Supplementary Figures

  1. Supplementary Figure 1: Characterization of LINK-A protein-coding potential, subcellular localization, and LINK-A-protein interactions. (808 KB)

    (a) Northern blot detection of Beta-Actin and LINK-A in MDA-MB-231 cells with indicated treatment. (b) 5′ and 3′ RACE-PCR of LINK-A in MDA-MB-231 cells. (c) In vitro translation of LINK-A sense or antisense transcript. Luciferase (Luc) is used as a positive control.
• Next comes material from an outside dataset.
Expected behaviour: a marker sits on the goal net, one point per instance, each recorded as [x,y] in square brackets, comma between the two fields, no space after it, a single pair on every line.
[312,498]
Endogenous biotinylated protein in rabbit reticulocyte lysate was indicated with an asterisk. (d) qRT-PCR analyses of LINK-A expression level in various breast normal and cancer cell lines. (e and f) RNAScope® analysis of the indicated lncRNAs in breast cancer tissues (e) or indicated breast cancer cell lines (f). Scale bars, 100μm. (g) RNAScope® detection of plasma membrane localization of LINK-A in MDA-MB-468 cell fractionations. Scale bars, 100μm. (h and i) Cytoplasmic and nuclear RNA were fractionated and detected by qPCR. GAPDH and BCAR4 were used as cytoplasmic and nuclear markers respectively. (j) Denaturing agarose gel electrophoresis of in vitro transcribed biotinylated LINK-A sense and antisense transcripts. (kn) RNA pulldown followed by IB detection of proteins retrieved by in vitro transcribed biotinylated LINK-A from MDA-MB-231 cell lysates (k) or from recombinant proteins (ln). Streptavidin-HRP indicated the presence of equal amount of biotinylated RNA transcripts (ln). (o) Streptavidin pulldown followed by IB detection using biotinylated LINK-A and cell lysates extracted from MDA-MB-231 cells transfected with indicated expression vectors. Streptavidin-HRP indicated the presence of equal amount of biotinylated RNA transcripts. (p and q) RIP-qPCR detection of indicated RNAs retrieved by FLAG-tag (p) or Myc-tag (q) in MDA-MB-231 cells transfected with indicated expression vectors. (r) Graphic illustration of predicted LINK-A secondary structure and the binding sites of LINK-A corresponding to BRK and LRRK2 binding. For panels d,h,i,p,q, error bars, s.e.m., n = 3 independent experiments (*p < 0.05, **p < 0.01 and ***p < 0.001, two-tailed paired Students t-test).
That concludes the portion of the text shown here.